Keeping Your Business Alive During the Recession

The economy is in awful condition and there is no avoiding the dire forecasts and stagnant performance data issued by the news channels. Some of the biggest names in the global economy have come tumbling down from previously-untouchable thrones. Yet, this does not mean that small business owners need to take the fall along with the others. With some foresight and ingenuity, you can beat the recession…and even turn it to your favor!

Pay Attention to What Is and Isn’t Working

To remain afloat in these times of recession, and to be able to swim against the current-that is, grow at a time when others are shrinking-you can’t lose your cool. You need to take stock of exactly what is working and what is not working in your business, and react accordingly.

  • Don’t mimic what the major corporations are doing. It’s not only that they have exhibited wildly flawed practices; as a small business owner, you have much more wiggle room in the way you run your operation. Your contracts are probably not as inflexible, and your ability to pick and choose merchandise means that you can shorten your reaction time.

Know How and When to Streamline

Cut the extra weight that is holding you down now at the beginning of a recession, and don’t wait for it to corrode things more central, and therefore crucial, to your business plan.

  • Sadly, employees that under-perform or have excessively demanding pay pretensions need to be taken out of the picture-or, at least cut down a size.
  • If you’re a retailer, check your data: stop buying junk that’s not selling.
  • Put some effort into researching how to optimize your supply chain, and consider looking abroad for alternate sources if your local provider has dried up. Though it may seem a bit harsh, globalization is not going to be stopped, and you’d be wise to embrace this trend all the sooner.

Making Your Business Stand Out in the Crowd

These are no ordinary times, and your business model shouldn’t be the same old ordinary routine you ran all the way through the ’90s and early ’00s. Once all of the current turmoil blows over, the rewards will go to the businesses that figured out innovative ways to respond to the challenges that beset them.

  • Exploit the web, and discover what business alliances you can develop-either at a minimal cost or, yes, even for free-that will produce a symbiotic relationship in your favor. Community outreach programs can work like a charm in this regard: social solidarity tends to increase in times of recession, so using this venue to get your name out will be that much more effective.
  • Making the investment in sponsoring a community group during hard times will win you an enormous debt of gratitude from the community, and will be the equivalent of a giant seal of approval on your brand name.

Take the Blows That You Are Dealt

The sign of a genuine entrepreneur is being able to swallow hard, and convert short term losses into long term lessons. The key to small business survival is minimizing damages, and that means that you can’t let one bad investment or business move ruin your entire operation.
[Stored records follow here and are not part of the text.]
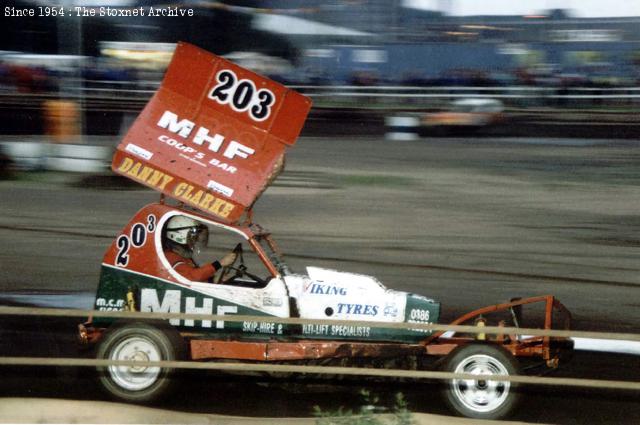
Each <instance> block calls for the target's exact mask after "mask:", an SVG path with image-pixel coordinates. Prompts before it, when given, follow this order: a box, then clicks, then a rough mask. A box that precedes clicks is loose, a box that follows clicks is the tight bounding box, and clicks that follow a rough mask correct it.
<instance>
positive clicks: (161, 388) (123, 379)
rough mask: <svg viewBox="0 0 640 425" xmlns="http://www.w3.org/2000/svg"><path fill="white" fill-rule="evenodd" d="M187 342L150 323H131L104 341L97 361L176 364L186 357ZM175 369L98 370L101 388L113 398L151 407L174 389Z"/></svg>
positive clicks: (122, 367) (116, 366)
mask: <svg viewBox="0 0 640 425" xmlns="http://www.w3.org/2000/svg"><path fill="white" fill-rule="evenodd" d="M182 345H183V342H182V340H181V338H180V337H179V335H177V333H176V332H175V331H173V330H172V329H169V328H167V329H162V328H161V327H156V326H153V325H150V324H147V323H129V324H126V325H124V326H121V327H117V328H115V329H113V330H111V331H109V332H108V333H107V334H106V335H105V337H104V339H103V340H102V341H101V343H100V345H99V347H98V352H97V358H98V359H106V360H114V361H124V360H127V361H140V362H147V361H162V360H167V361H172V360H180V359H181V357H182V351H183V350H182ZM174 373H175V370H174V369H171V368H160V367H149V366H145V365H140V366H115V365H112V366H106V367H99V368H98V375H99V380H100V384H101V385H102V387H103V388H104V389H105V390H106V391H107V393H109V395H111V396H112V397H114V398H116V399H119V400H122V401H127V402H136V403H150V402H153V401H156V400H159V399H160V398H162V397H163V396H165V395H167V393H168V392H169V390H170V389H171V387H172V376H173V375H174Z"/></svg>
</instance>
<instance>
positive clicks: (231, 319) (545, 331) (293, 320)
mask: <svg viewBox="0 0 640 425" xmlns="http://www.w3.org/2000/svg"><path fill="white" fill-rule="evenodd" d="M0 315H1V316H5V315H11V316H41V317H42V316H56V317H82V318H86V317H88V316H94V317H111V318H120V319H129V320H131V319H138V320H150V319H154V320H169V319H183V320H211V321H214V320H220V321H227V322H241V321H264V320H265V318H268V320H269V322H273V323H282V324H317V325H336V324H337V325H343V324H344V321H338V320H307V319H298V318H278V317H271V316H268V317H265V316H240V315H209V314H179V313H160V312H152V313H151V312H149V313H147V312H130V311H94V310H76V309H51V308H31V307H28V308H27V307H3V306H0ZM349 324H350V325H354V326H372V325H375V326H377V327H384V328H395V329H398V328H401V329H404V328H409V327H410V328H412V329H423V330H430V331H447V332H464V333H470V334H480V333H482V334H487V335H490V334H516V335H531V336H550V337H564V338H597V339H600V340H612V341H628V342H629V343H637V342H640V335H638V334H628V333H602V332H585V331H568V330H543V329H525V328H506V327H492V326H486V327H477V326H460V325H455V326H453V325H440V324H417V323H380V322H349ZM0 365H7V366H9V365H11V366H16V365H22V366H25V365H32V366H80V367H96V366H98V367H99V366H109V365H114V366H141V365H145V366H149V367H169V368H182V369H200V370H204V369H209V370H221V371H244V372H247V371H252V372H266V373H270V372H273V373H275V372H287V373H296V374H329V375H352V376H376V377H387V378H391V377H393V378H410V379H435V380H442V379H471V380H478V379H479V378H482V377H483V376H487V377H490V379H491V380H493V381H509V382H515V383H521V384H532V385H556V386H568V387H582V388H599V389H616V390H627V391H640V382H635V381H620V380H617V381H615V380H603V379H585V378H564V377H540V376H523V375H512V376H496V375H476V374H460V373H451V372H440V371H427V370H404V369H371V368H357V367H332V366H301V365H285V364H268V363H228V362H215V361H207V362H200V361H150V362H142V361H112V360H106V359H86V358H48V357H0Z"/></svg>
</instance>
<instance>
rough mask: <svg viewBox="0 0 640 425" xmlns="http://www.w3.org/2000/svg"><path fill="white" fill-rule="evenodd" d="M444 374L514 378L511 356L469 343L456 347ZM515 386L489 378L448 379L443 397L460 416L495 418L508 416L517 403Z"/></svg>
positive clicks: (500, 352)
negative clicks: (459, 374)
mask: <svg viewBox="0 0 640 425" xmlns="http://www.w3.org/2000/svg"><path fill="white" fill-rule="evenodd" d="M445 369H446V370H447V371H448V372H453V373H464V374H471V375H517V374H518V364H517V363H516V361H515V359H514V358H513V356H512V355H511V354H510V353H509V352H507V351H505V350H504V349H502V348H501V347H496V346H493V345H487V344H469V345H465V346H463V347H460V348H457V349H456V350H454V351H453V352H452V353H451V354H450V357H449V359H448V360H447V362H446V365H445ZM515 387H516V386H515V384H514V383H512V382H507V381H492V380H489V379H478V380H473V379H452V380H449V381H447V383H446V386H445V389H444V396H445V400H446V401H447V404H448V405H449V407H451V409H452V410H453V411H454V412H456V413H457V414H458V415H460V416H466V417H469V418H474V419H499V418H503V417H505V416H507V415H509V414H510V413H511V412H512V411H513V409H514V408H515V406H516V404H517V402H518V393H517V391H516V389H515Z"/></svg>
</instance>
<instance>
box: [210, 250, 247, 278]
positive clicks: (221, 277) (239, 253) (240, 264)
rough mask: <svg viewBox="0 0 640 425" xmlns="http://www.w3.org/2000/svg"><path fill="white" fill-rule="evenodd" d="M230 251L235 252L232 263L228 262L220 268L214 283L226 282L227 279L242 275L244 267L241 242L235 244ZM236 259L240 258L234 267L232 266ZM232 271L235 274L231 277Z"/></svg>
mask: <svg viewBox="0 0 640 425" xmlns="http://www.w3.org/2000/svg"><path fill="white" fill-rule="evenodd" d="M231 252H234V253H235V254H236V258H235V259H234V260H233V263H231V264H229V265H228V266H223V267H222V269H221V270H220V273H219V274H218V275H217V276H216V278H215V280H214V283H217V284H219V283H226V282H227V281H228V280H230V279H232V278H233V277H238V276H241V275H242V273H243V270H244V269H245V266H244V258H242V243H239V244H238V245H236V246H235V248H233V250H232V251H231ZM238 260H240V264H239V265H238V268H236V267H234V266H235V264H236V263H237V262H238ZM232 271H235V272H236V274H235V276H233V277H232V276H230V275H231V272H232Z"/></svg>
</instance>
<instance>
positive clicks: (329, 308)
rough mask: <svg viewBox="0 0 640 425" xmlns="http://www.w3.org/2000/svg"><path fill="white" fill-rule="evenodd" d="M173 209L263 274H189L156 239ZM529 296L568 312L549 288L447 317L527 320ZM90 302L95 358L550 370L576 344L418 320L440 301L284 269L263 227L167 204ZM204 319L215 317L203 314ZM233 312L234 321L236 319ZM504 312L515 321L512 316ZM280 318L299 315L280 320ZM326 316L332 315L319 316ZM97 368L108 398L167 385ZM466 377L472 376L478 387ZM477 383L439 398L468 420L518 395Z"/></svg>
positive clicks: (492, 372)
mask: <svg viewBox="0 0 640 425" xmlns="http://www.w3.org/2000/svg"><path fill="white" fill-rule="evenodd" d="M176 215H183V216H186V217H190V218H193V219H195V220H197V221H198V222H200V223H204V224H205V225H207V226H209V227H210V228H216V229H218V230H221V231H223V232H228V233H230V234H233V235H235V236H236V237H238V238H240V240H242V241H243V243H245V244H246V246H247V247H248V250H250V251H253V253H254V254H255V255H256V257H257V258H258V260H259V262H260V263H261V264H262V266H263V272H262V274H261V275H260V276H258V275H257V274H255V273H258V272H257V271H256V267H251V268H248V267H246V266H245V265H244V264H243V263H244V260H241V262H242V263H241V264H240V265H238V266H237V267H233V268H229V270H227V272H229V273H225V270H222V271H220V272H219V273H221V274H220V276H221V277H222V279H220V280H217V281H216V282H217V283H209V282H194V281H190V280H188V279H186V278H185V277H183V276H182V275H180V274H179V273H177V272H176V271H175V270H174V269H173V268H172V267H171V265H170V264H169V262H168V261H167V258H166V256H165V255H164V252H163V243H162V235H163V229H164V227H165V224H166V223H167V221H168V220H169V219H170V218H171V217H174V216H176ZM530 304H539V305H542V306H543V320H542V326H541V327H542V328H544V329H551V328H552V327H553V325H554V323H558V320H557V319H558V317H561V318H563V320H564V321H563V322H562V326H563V327H564V328H567V327H568V326H569V320H570V314H569V313H568V311H567V310H566V309H565V308H564V306H563V305H562V304H561V303H560V302H559V301H557V300H556V299H555V298H554V297H552V296H541V297H535V298H529V299H522V300H521V299H516V300H512V301H510V302H508V303H505V304H500V305H493V306H489V307H485V308H482V309H479V310H476V311H473V312H471V313H468V314H466V315H464V316H462V317H460V318H458V319H457V320H455V321H453V322H452V323H451V324H453V325H465V324H471V325H475V326H488V325H492V324H493V325H494V326H501V327H504V326H516V327H518V326H522V325H523V323H522V319H521V317H522V315H521V312H520V310H521V309H522V307H523V306H525V305H530ZM94 309H95V310H96V311H97V312H98V313H97V314H96V316H95V317H93V318H90V319H89V320H88V321H86V322H85V323H83V324H81V325H79V339H80V341H81V342H82V344H83V345H85V346H88V347H94V348H95V349H96V356H97V357H98V358H99V359H105V360H112V361H131V360H136V361H140V362H143V363H144V362H145V361H162V360H165V361H171V360H189V361H225V360H235V361H246V362H250V363H255V362H260V363H276V362H277V363H283V362H285V363H287V362H289V363H293V364H300V363H301V362H302V363H303V364H304V363H306V362H317V361H323V362H327V364H331V363H332V362H336V361H337V362H338V364H340V365H343V366H344V365H355V364H357V365H360V366H362V365H364V364H368V363H371V364H379V363H377V362H381V361H382V362H383V363H384V364H385V365H391V366H388V367H392V368H407V367H409V368H417V369H432V368H434V367H435V368H438V365H440V367H442V365H444V368H445V369H444V370H447V371H452V372H457V373H489V374H498V375H500V374H506V375H513V374H517V373H518V371H519V366H518V362H517V360H516V359H518V358H523V359H540V360H542V361H543V362H544V363H546V365H547V366H549V367H552V368H555V367H557V365H558V363H559V360H560V358H561V356H563V355H564V352H566V350H567V349H570V348H571V341H570V340H567V339H562V338H549V337H540V336H538V337H536V336H530V337H522V336H517V335H513V334H508V333H507V332H504V333H498V334H497V335H493V336H487V335H483V334H480V335H470V334H463V333H453V332H447V333H445V332H442V331H439V332H434V331H433V330H430V329H424V328H420V326H419V325H423V324H436V323H438V320H439V316H440V303H438V302H436V301H434V300H432V299H430V298H428V297H425V296H422V295H417V294H412V293H407V292H402V291H395V290H392V289H387V288H386V287H385V286H384V285H382V284H381V283H380V282H379V281H378V280H377V279H375V278H373V277H371V276H365V275H361V274H354V273H344V272H339V271H336V270H328V269H322V268H316V267H308V268H307V274H295V273H291V272H290V271H289V268H288V266H287V265H286V263H285V262H284V261H283V259H282V256H281V254H280V253H279V251H278V250H277V248H276V246H275V243H274V241H273V239H272V237H271V235H270V233H269V232H267V231H266V230H264V229H263V228H262V227H260V226H258V225H256V224H253V223H248V224H245V225H230V224H226V223H222V222H220V221H218V220H215V219H213V218H212V217H208V216H206V215H203V214H200V213H198V212H196V211H193V210H192V209H189V208H185V207H183V206H172V205H168V204H166V203H164V202H160V203H154V204H150V205H147V206H145V207H143V208H142V209H141V210H140V211H138V213H136V215H135V216H134V217H133V218H132V219H131V221H130V222H129V223H128V224H127V225H126V226H125V227H124V229H123V230H122V231H121V232H120V233H119V234H118V236H117V237H116V238H115V240H114V241H113V243H112V244H111V246H110V247H109V249H108V250H107V252H106V254H105V256H104V258H103V262H102V270H101V275H100V282H99V284H98V288H97V291H96V298H95V302H94ZM111 311H125V312H141V313H147V314H148V313H152V314H154V313H155V314H158V315H159V317H160V315H164V314H167V313H175V314H180V313H183V314H187V315H188V314H196V315H199V316H198V319H193V318H190V317H185V318H180V317H178V318H170V319H169V320H153V319H149V317H148V316H147V317H145V318H140V319H126V320H119V319H115V318H113V317H102V316H101V315H100V314H99V312H111ZM501 313H503V316H502V317H503V320H499V318H496V319H495V320H493V321H491V322H490V320H491V316H492V315H499V314H501ZM505 314H506V316H505ZM202 315H204V317H205V318H202ZM209 315H211V316H216V318H215V319H211V320H209V319H207V318H206V317H207V316H209ZM233 316H241V317H240V318H239V320H234V318H233ZM221 317H225V318H226V317H229V319H228V320H221ZM247 317H250V319H248V318H247ZM504 317H507V318H510V319H509V322H508V323H507V322H506V321H505V320H504ZM279 319H298V320H300V321H302V322H303V323H301V324H299V323H295V324H291V323H281V322H279ZM327 320H330V321H331V323H330V324H326V323H323V321H327ZM388 325H405V326H391V327H390V326H388ZM439 359H441V360H442V361H440V362H439V361H438V360H439ZM478 359H481V361H480V362H478ZM98 369H99V372H100V382H101V383H102V386H103V388H104V389H106V390H107V392H108V393H109V394H110V395H111V396H112V397H114V398H116V399H119V400H124V401H130V402H151V401H156V400H159V399H161V398H162V397H163V396H165V395H166V394H167V392H168V389H169V388H171V385H169V384H170V383H173V381H174V380H173V379H171V378H172V377H173V372H174V371H173V370H172V369H169V368H158V367H149V368H148V367H144V366H111V367H107V368H104V367H99V368H98ZM470 382H475V384H473V385H475V387H472V386H470V385H471V384H470ZM484 382H487V381H468V380H451V381H450V382H449V385H448V386H446V387H445V391H444V394H445V399H446V400H447V403H448V404H449V405H450V406H451V407H452V409H453V410H454V411H455V412H456V413H458V414H461V415H464V416H470V417H475V418H499V417H503V416H505V415H507V414H508V413H509V412H511V411H512V409H513V408H514V406H515V403H516V400H517V392H515V391H513V386H514V385H513V384H510V383H508V382H502V383H501V382H497V381H496V382H494V383H493V385H489V386H487V385H486V384H484ZM491 382H493V381H491Z"/></svg>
  • Don’t let a few setbacks spell doom for your small business.
  • Talk to other small business owners in your field, and consider setting up a cooperative to wade through the worst of the downturn.
  • If you are having cash flow problems, discuss with your providers ways to modify payment schedules-this is not a great time to commit yourself to 100% up front payments for all your purchases.

Gaze Upon the Horizon

Running a small business in a down economy will be a tall order, and though your creativity may mean you’ll achieve a greater degree of prosperity than your larger, aching competitors, you’ll undoubtedly take your fair share of hits. If you make the proper choices, however, and discover what direction your market is heading in, you’ll be that much more likely to come out of the recession at the top of your game.

  • A recession is a perfect time to do research on customer preferences, marketing strategies, cost-efficiency, and last-generation technologies that can help your business.
  • Invest in a Point of Sale system, launch an email marketing campaign, reassess your stock purchases, and don’t assume that just because something worked in the past that it’ll keep working in the future!